We are living in a society where the expectation is digital and there’s no getting away from it. People want to transact on their phones, browse, shop, review, connect and socialise digitally. Whether you’re a B2C or B2B operation, your business interactions are going to be conducted digitally, and digitalisation will enable you to future proof your business and its processes.
A view from South Africa
Consider B-BBEE. The amended codes of good practice have resulted in increased costs for almost two thirds (65 percent) of South African businesses, according to Grant Thornton’s International Business Report for 2016 (Business Tech, August 2016).
Digitalisation is one way of streamlining the regulatory requirements. Access to supplier records with a contract management system, for example, would enable instant verification of the requirements to source from certain types of business.
Furthermore, the onus on companies to deliver against PoPIA regulations, or to align with FICA requirements, is eased through digitalisation.
There are many tangible examples of why digitisation is a positive win for businesses and proof points that show how, in the context of market and technology forces, it is an imperative that cannot be avoided.

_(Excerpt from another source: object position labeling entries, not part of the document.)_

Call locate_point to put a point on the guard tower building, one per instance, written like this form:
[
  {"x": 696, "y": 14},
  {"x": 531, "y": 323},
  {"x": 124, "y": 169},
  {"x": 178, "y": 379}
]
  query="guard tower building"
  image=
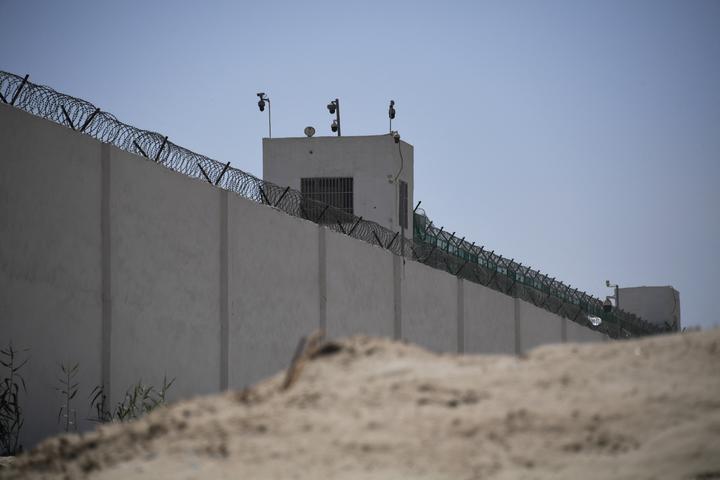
[{"x": 368, "y": 176}]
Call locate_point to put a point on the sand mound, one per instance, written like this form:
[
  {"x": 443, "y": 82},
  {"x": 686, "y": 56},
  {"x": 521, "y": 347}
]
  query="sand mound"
[{"x": 372, "y": 408}]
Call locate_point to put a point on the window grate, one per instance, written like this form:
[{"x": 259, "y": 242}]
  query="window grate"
[{"x": 334, "y": 191}]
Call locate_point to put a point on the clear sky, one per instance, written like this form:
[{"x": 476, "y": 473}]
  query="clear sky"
[{"x": 581, "y": 138}]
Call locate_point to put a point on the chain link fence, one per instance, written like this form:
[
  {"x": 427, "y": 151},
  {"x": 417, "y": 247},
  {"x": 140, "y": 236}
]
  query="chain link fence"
[{"x": 429, "y": 245}]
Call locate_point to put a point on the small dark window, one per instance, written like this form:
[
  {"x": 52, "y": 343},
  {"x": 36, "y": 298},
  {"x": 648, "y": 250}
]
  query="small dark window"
[
  {"x": 403, "y": 205},
  {"x": 334, "y": 191}
]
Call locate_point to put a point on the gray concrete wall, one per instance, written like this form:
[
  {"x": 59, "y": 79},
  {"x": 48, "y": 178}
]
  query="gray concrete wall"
[
  {"x": 371, "y": 160},
  {"x": 429, "y": 294},
  {"x": 359, "y": 287},
  {"x": 489, "y": 320},
  {"x": 50, "y": 246},
  {"x": 165, "y": 282},
  {"x": 274, "y": 288},
  {"x": 579, "y": 334},
  {"x": 133, "y": 271},
  {"x": 537, "y": 326}
]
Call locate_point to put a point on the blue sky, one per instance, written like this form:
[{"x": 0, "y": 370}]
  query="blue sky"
[{"x": 581, "y": 138}]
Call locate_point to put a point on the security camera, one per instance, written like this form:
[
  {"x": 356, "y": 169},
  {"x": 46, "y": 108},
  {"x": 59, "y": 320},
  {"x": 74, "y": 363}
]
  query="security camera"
[{"x": 607, "y": 305}]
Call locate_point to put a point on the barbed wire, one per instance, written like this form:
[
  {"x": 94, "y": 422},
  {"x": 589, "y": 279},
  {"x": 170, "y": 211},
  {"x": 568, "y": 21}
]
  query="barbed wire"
[{"x": 429, "y": 245}]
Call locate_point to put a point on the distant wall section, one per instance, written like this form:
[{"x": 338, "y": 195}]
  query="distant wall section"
[{"x": 133, "y": 271}]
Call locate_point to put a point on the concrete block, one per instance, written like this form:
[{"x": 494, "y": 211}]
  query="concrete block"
[
  {"x": 429, "y": 307},
  {"x": 489, "y": 320},
  {"x": 50, "y": 300},
  {"x": 165, "y": 278},
  {"x": 274, "y": 289},
  {"x": 538, "y": 326},
  {"x": 359, "y": 287}
]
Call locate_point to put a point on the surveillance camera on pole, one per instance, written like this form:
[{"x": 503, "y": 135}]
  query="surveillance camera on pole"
[
  {"x": 261, "y": 105},
  {"x": 391, "y": 113},
  {"x": 334, "y": 109}
]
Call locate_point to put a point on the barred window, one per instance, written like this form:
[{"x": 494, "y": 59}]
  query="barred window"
[{"x": 335, "y": 191}]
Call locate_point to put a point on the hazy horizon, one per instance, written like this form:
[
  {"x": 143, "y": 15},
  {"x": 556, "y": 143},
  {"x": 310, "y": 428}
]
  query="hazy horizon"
[{"x": 580, "y": 138}]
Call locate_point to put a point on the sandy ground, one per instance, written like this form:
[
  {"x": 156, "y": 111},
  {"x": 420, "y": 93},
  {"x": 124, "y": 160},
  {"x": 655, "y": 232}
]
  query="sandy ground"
[{"x": 647, "y": 409}]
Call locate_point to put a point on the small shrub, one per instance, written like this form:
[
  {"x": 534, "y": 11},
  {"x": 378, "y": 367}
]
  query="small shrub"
[
  {"x": 11, "y": 414},
  {"x": 138, "y": 400},
  {"x": 68, "y": 387}
]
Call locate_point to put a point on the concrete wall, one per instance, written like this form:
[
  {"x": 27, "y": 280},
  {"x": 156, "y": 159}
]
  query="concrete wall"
[
  {"x": 579, "y": 334},
  {"x": 360, "y": 297},
  {"x": 427, "y": 295},
  {"x": 273, "y": 288},
  {"x": 537, "y": 326},
  {"x": 371, "y": 160},
  {"x": 165, "y": 255},
  {"x": 489, "y": 320},
  {"x": 133, "y": 271},
  {"x": 50, "y": 247}
]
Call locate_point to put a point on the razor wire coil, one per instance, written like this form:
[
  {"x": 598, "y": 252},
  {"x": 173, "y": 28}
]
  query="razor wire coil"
[{"x": 429, "y": 245}]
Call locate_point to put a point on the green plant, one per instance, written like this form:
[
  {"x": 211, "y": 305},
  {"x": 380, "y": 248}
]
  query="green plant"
[
  {"x": 11, "y": 414},
  {"x": 68, "y": 387},
  {"x": 138, "y": 400}
]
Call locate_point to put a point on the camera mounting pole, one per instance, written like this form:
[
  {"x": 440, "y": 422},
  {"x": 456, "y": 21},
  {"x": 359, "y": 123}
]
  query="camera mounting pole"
[
  {"x": 334, "y": 108},
  {"x": 261, "y": 105}
]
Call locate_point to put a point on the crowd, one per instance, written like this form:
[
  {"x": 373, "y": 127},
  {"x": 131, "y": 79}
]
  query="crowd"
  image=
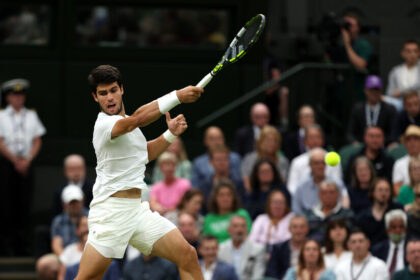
[{"x": 268, "y": 207}]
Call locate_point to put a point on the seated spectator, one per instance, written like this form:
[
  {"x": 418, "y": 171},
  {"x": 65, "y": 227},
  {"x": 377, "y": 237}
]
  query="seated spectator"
[
  {"x": 285, "y": 254},
  {"x": 294, "y": 144},
  {"x": 335, "y": 240},
  {"x": 328, "y": 209},
  {"x": 362, "y": 265},
  {"x": 371, "y": 220},
  {"x": 409, "y": 116},
  {"x": 149, "y": 267},
  {"x": 412, "y": 254},
  {"x": 406, "y": 195},
  {"x": 311, "y": 264},
  {"x": 306, "y": 195},
  {"x": 362, "y": 177},
  {"x": 223, "y": 204},
  {"x": 165, "y": 195},
  {"x": 202, "y": 168},
  {"x": 391, "y": 250},
  {"x": 406, "y": 76},
  {"x": 191, "y": 203},
  {"x": 375, "y": 152},
  {"x": 75, "y": 173},
  {"x": 63, "y": 227},
  {"x": 264, "y": 179},
  {"x": 411, "y": 141},
  {"x": 273, "y": 226},
  {"x": 246, "y": 136},
  {"x": 267, "y": 146},
  {"x": 183, "y": 165},
  {"x": 372, "y": 112},
  {"x": 300, "y": 167},
  {"x": 246, "y": 256},
  {"x": 211, "y": 267}
]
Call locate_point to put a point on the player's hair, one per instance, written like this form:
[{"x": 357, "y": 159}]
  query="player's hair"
[{"x": 104, "y": 74}]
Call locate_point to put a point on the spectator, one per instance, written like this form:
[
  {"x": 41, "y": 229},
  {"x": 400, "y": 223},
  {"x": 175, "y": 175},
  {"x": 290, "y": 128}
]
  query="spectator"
[
  {"x": 20, "y": 142},
  {"x": 335, "y": 240},
  {"x": 202, "y": 169},
  {"x": 273, "y": 226},
  {"x": 409, "y": 116},
  {"x": 406, "y": 195},
  {"x": 295, "y": 140},
  {"x": 247, "y": 135},
  {"x": 264, "y": 179},
  {"x": 300, "y": 167},
  {"x": 371, "y": 220},
  {"x": 362, "y": 265},
  {"x": 373, "y": 112},
  {"x": 311, "y": 264},
  {"x": 191, "y": 203},
  {"x": 246, "y": 256},
  {"x": 212, "y": 268},
  {"x": 362, "y": 177},
  {"x": 75, "y": 173},
  {"x": 306, "y": 195},
  {"x": 267, "y": 146},
  {"x": 285, "y": 254},
  {"x": 391, "y": 250},
  {"x": 406, "y": 76},
  {"x": 412, "y": 271},
  {"x": 375, "y": 152},
  {"x": 328, "y": 209},
  {"x": 411, "y": 141},
  {"x": 63, "y": 228},
  {"x": 165, "y": 195},
  {"x": 223, "y": 204},
  {"x": 183, "y": 165}
]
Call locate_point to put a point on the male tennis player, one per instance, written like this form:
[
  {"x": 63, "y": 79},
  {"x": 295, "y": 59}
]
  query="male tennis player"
[{"x": 117, "y": 216}]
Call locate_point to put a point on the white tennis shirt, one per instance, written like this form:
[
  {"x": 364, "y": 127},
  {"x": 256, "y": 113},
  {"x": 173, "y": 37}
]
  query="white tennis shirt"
[{"x": 121, "y": 161}]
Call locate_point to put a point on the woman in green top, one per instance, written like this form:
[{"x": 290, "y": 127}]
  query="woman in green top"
[
  {"x": 223, "y": 204},
  {"x": 406, "y": 195}
]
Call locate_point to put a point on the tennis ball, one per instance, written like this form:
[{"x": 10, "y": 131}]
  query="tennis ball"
[{"x": 332, "y": 159}]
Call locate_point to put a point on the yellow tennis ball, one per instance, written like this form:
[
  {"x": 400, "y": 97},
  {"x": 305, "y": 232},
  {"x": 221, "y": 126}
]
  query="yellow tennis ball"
[{"x": 332, "y": 159}]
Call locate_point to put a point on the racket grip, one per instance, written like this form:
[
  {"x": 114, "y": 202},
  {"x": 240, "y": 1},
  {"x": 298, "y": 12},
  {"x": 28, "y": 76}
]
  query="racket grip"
[{"x": 205, "y": 80}]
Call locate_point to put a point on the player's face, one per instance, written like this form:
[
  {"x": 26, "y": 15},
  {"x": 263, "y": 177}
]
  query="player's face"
[{"x": 109, "y": 98}]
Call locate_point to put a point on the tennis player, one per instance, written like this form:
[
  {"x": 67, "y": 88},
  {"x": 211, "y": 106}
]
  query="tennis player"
[{"x": 117, "y": 215}]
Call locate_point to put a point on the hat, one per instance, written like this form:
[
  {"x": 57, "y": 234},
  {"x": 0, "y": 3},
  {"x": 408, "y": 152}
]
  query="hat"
[
  {"x": 373, "y": 81},
  {"x": 70, "y": 193},
  {"x": 15, "y": 86}
]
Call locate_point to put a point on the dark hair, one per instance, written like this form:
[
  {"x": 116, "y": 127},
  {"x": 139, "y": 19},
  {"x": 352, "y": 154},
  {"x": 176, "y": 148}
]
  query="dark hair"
[
  {"x": 332, "y": 224},
  {"x": 223, "y": 183},
  {"x": 254, "y": 180},
  {"x": 104, "y": 74}
]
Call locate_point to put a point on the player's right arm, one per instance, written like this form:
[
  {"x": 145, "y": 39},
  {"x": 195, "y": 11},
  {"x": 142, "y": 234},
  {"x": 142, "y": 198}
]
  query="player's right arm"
[{"x": 152, "y": 111}]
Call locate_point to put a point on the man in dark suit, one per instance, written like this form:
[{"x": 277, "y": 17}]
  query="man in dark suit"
[
  {"x": 211, "y": 267},
  {"x": 392, "y": 250},
  {"x": 247, "y": 135},
  {"x": 373, "y": 112},
  {"x": 285, "y": 254}
]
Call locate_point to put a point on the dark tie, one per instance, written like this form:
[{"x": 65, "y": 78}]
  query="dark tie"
[{"x": 393, "y": 261}]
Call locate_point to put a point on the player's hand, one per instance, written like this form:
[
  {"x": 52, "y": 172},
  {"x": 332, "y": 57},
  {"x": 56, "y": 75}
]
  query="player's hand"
[
  {"x": 176, "y": 125},
  {"x": 189, "y": 94}
]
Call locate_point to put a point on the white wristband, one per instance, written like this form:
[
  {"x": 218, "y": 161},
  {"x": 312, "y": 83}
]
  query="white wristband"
[
  {"x": 169, "y": 136},
  {"x": 168, "y": 101}
]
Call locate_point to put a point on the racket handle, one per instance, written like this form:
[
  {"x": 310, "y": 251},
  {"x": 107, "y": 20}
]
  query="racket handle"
[{"x": 205, "y": 80}]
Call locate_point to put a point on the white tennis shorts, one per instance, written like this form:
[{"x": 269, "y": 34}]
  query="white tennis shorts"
[{"x": 117, "y": 222}]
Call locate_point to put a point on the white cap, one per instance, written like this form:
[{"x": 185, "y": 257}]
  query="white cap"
[{"x": 71, "y": 192}]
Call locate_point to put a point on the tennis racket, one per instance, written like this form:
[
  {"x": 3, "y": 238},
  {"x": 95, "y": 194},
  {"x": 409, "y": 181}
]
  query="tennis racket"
[{"x": 237, "y": 49}]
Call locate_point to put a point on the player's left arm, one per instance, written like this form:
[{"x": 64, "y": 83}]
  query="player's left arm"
[{"x": 176, "y": 127}]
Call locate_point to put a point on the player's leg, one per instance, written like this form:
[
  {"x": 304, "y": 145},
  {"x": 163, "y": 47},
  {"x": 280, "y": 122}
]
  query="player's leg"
[
  {"x": 173, "y": 246},
  {"x": 92, "y": 265}
]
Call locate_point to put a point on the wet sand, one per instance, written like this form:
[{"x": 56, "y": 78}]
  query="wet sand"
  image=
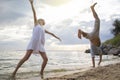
[{"x": 109, "y": 72}]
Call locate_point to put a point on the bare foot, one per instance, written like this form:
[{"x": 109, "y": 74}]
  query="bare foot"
[
  {"x": 93, "y": 5},
  {"x": 79, "y": 33}
]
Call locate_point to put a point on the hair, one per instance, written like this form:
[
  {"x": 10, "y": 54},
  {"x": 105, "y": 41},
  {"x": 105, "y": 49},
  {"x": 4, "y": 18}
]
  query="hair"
[{"x": 42, "y": 20}]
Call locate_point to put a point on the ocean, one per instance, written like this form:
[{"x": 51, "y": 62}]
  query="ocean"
[{"x": 59, "y": 60}]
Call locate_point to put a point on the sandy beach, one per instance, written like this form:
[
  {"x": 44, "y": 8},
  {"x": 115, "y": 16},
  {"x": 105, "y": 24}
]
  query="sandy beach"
[{"x": 109, "y": 72}]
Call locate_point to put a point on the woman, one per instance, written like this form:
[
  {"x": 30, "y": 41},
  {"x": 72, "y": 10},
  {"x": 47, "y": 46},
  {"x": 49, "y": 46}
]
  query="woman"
[
  {"x": 37, "y": 42},
  {"x": 93, "y": 37}
]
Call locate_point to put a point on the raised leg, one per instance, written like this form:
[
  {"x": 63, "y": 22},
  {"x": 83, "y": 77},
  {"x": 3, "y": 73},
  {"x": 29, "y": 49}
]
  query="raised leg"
[
  {"x": 45, "y": 60},
  {"x": 94, "y": 12},
  {"x": 82, "y": 33},
  {"x": 25, "y": 58}
]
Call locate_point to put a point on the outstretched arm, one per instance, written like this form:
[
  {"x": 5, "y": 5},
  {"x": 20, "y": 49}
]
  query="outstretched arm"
[
  {"x": 52, "y": 34},
  {"x": 34, "y": 13},
  {"x": 94, "y": 12}
]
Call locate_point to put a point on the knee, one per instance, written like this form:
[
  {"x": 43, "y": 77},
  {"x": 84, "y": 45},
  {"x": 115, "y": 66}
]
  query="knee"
[
  {"x": 25, "y": 59},
  {"x": 46, "y": 60}
]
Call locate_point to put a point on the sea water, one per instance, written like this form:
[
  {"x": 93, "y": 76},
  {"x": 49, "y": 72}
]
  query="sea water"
[{"x": 57, "y": 60}]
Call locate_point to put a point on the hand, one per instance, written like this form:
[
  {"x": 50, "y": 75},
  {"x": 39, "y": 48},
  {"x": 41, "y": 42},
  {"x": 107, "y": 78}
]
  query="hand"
[
  {"x": 31, "y": 1},
  {"x": 60, "y": 39}
]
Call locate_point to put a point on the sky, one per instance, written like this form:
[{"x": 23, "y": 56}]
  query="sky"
[{"x": 63, "y": 18}]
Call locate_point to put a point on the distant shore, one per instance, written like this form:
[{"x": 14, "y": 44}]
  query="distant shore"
[{"x": 109, "y": 72}]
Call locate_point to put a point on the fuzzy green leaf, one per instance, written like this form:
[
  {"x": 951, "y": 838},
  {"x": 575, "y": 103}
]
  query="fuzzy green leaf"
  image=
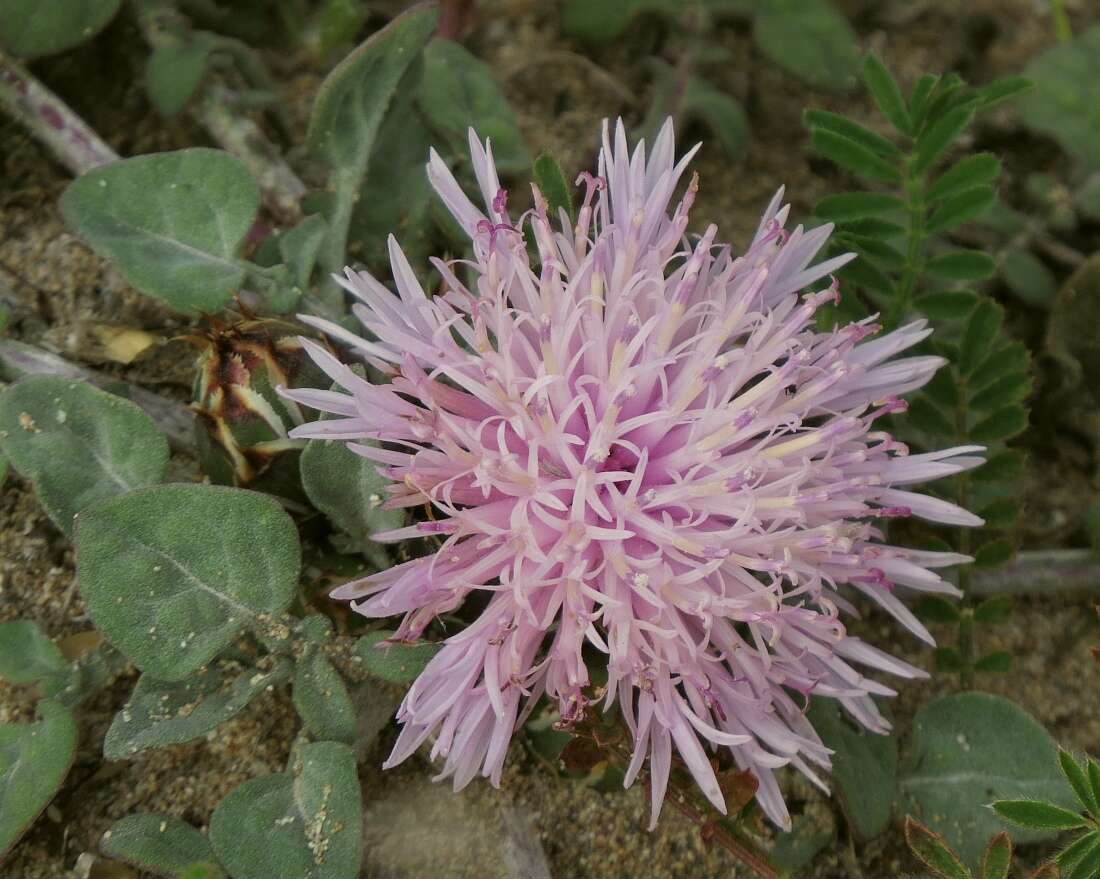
[
  {"x": 163, "y": 713},
  {"x": 971, "y": 748},
  {"x": 395, "y": 662},
  {"x": 932, "y": 849},
  {"x": 321, "y": 699},
  {"x": 960, "y": 208},
  {"x": 887, "y": 95},
  {"x": 1038, "y": 815},
  {"x": 1002, "y": 425},
  {"x": 34, "y": 760},
  {"x": 1079, "y": 781},
  {"x": 171, "y": 574},
  {"x": 155, "y": 842},
  {"x": 824, "y": 120},
  {"x": 997, "y": 861},
  {"x": 77, "y": 445},
  {"x": 856, "y": 206},
  {"x": 947, "y": 305},
  {"x": 965, "y": 174},
  {"x": 556, "y": 189},
  {"x": 1003, "y": 90},
  {"x": 171, "y": 222},
  {"x": 31, "y": 28},
  {"x": 939, "y": 135},
  {"x": 961, "y": 265},
  {"x": 26, "y": 654},
  {"x": 289, "y": 825},
  {"x": 853, "y": 156},
  {"x": 864, "y": 767},
  {"x": 458, "y": 90}
]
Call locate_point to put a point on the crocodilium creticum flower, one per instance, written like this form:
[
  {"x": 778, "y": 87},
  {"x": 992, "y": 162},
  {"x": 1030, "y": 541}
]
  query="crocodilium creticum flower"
[{"x": 638, "y": 440}]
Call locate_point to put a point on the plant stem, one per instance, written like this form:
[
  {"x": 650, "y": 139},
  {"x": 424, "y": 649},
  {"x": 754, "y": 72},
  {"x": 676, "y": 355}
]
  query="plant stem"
[
  {"x": 50, "y": 120},
  {"x": 914, "y": 185}
]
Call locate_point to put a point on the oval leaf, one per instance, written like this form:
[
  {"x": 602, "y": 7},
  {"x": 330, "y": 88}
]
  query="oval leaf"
[
  {"x": 162, "y": 713},
  {"x": 78, "y": 445},
  {"x": 26, "y": 654},
  {"x": 969, "y": 749},
  {"x": 30, "y": 28},
  {"x": 162, "y": 844},
  {"x": 34, "y": 759},
  {"x": 294, "y": 826},
  {"x": 172, "y": 222},
  {"x": 171, "y": 574}
]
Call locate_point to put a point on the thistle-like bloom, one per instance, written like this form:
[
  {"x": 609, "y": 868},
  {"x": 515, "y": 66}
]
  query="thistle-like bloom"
[{"x": 638, "y": 440}]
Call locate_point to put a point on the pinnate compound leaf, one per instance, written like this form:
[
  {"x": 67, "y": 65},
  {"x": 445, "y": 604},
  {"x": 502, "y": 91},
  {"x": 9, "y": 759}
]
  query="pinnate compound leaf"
[
  {"x": 78, "y": 445},
  {"x": 354, "y": 97},
  {"x": 960, "y": 208},
  {"x": 171, "y": 574},
  {"x": 997, "y": 861},
  {"x": 321, "y": 699},
  {"x": 948, "y": 305},
  {"x": 458, "y": 90},
  {"x": 154, "y": 842},
  {"x": 26, "y": 654},
  {"x": 34, "y": 760},
  {"x": 810, "y": 39},
  {"x": 972, "y": 171},
  {"x": 394, "y": 661},
  {"x": 31, "y": 28},
  {"x": 933, "y": 850},
  {"x": 171, "y": 222},
  {"x": 865, "y": 767},
  {"x": 969, "y": 749},
  {"x": 1037, "y": 815},
  {"x": 162, "y": 713},
  {"x": 289, "y": 825},
  {"x": 886, "y": 94},
  {"x": 1079, "y": 781}
]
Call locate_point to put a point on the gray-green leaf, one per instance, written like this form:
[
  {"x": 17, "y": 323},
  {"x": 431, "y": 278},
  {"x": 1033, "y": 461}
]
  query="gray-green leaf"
[
  {"x": 321, "y": 699},
  {"x": 458, "y": 90},
  {"x": 172, "y": 222},
  {"x": 26, "y": 654},
  {"x": 969, "y": 749},
  {"x": 171, "y": 574},
  {"x": 78, "y": 445},
  {"x": 305, "y": 825},
  {"x": 162, "y": 713},
  {"x": 34, "y": 759},
  {"x": 162, "y": 844}
]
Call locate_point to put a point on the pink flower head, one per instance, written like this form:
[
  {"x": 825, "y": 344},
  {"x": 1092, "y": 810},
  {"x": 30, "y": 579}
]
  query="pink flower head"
[{"x": 639, "y": 440}]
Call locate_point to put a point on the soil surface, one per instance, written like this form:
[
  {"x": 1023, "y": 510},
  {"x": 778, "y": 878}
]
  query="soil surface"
[{"x": 561, "y": 89}]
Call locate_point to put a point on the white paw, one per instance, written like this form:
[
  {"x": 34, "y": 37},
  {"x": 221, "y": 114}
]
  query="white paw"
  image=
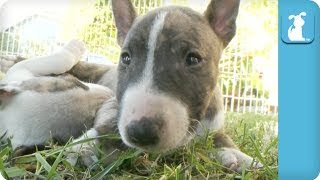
[
  {"x": 76, "y": 48},
  {"x": 236, "y": 160},
  {"x": 12, "y": 87},
  {"x": 86, "y": 153}
]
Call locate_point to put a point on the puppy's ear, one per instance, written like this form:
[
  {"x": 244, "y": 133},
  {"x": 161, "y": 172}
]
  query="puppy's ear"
[
  {"x": 124, "y": 15},
  {"x": 222, "y": 15}
]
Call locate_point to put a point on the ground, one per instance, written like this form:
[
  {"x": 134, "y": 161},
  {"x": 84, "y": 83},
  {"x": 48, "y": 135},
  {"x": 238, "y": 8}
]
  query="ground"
[{"x": 256, "y": 135}]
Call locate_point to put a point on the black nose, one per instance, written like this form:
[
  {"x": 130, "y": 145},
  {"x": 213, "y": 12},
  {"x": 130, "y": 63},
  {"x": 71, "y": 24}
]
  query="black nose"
[{"x": 144, "y": 131}]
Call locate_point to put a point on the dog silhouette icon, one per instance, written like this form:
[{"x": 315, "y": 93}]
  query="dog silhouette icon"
[{"x": 295, "y": 30}]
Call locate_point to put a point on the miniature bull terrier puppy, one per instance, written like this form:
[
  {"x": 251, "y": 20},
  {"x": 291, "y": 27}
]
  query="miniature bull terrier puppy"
[{"x": 167, "y": 77}]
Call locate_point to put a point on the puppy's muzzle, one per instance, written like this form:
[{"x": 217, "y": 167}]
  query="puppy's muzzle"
[{"x": 144, "y": 132}]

One of these sees a financial services company that has embedded an ECM system into the heart of its client origination process to ensure the capture of documents both meets FICA processes and is effectively archived and easily updated.
This company provides credit card facilities and, as such, has to undertake limit appraisals for customers regularly and these require that documents be recaptured and updated. While this process is digitised internally, customers are still expected to submit paper documents at the branch or hub.
In order to improve this process, the business is in the process of deploying a true digital capture mechanism that will enable the customer to use a mobile device to capture the document as an image and upload to their profile.
This is one example of ensuring a robust framework is in place to take advantage of new opportunities. Were there no EIM solution in place, the second phase of adding digital capture would not have been as seamless.
On the flip side, another case study highlights an oil company, which had implemented a contract management system to digitise its supplier contacts, but had not integrated this solution with its existing business process solution to enable contract processes to be managed across the enterprise.
A major customer of this company tendered for a logistics supplier contract, but it was not recognised internally that the customer and supplier were the same entity and the relationship was therefore not leveraged. Had customer records of this company also been digitised, the deal would most likely have been signed, sealed and delivered.
So, where to from here?
Datacentrix offers a number of starting points to help customers take digital transformation from a plan to reality. While it is dependent on company size and complexity, the first steps would be to engage in a single or series of workshops to fully understand and shape the digitalisation journey. These workshops would deep dive the business drivers and priorities, the current system’s landscape and the business case.
From there, a digitalisation roadmap will be presented that shows practical steps that the business needs to take to implement a new or optimise an existing framework while preparing or piloting new areas. The focus at this stage is on business impact.
The keyword here, however, is ‘journey’ as this is a multi-year commitment that sees digitalisation become part of the company DNA, with milestones that will deliver (and prove) value.
It is a journey that is both transformative and disruptive and a commitment to this vision is key in delivering an agile enterprise that can quickly take advantage of the opportunities that future technology presents.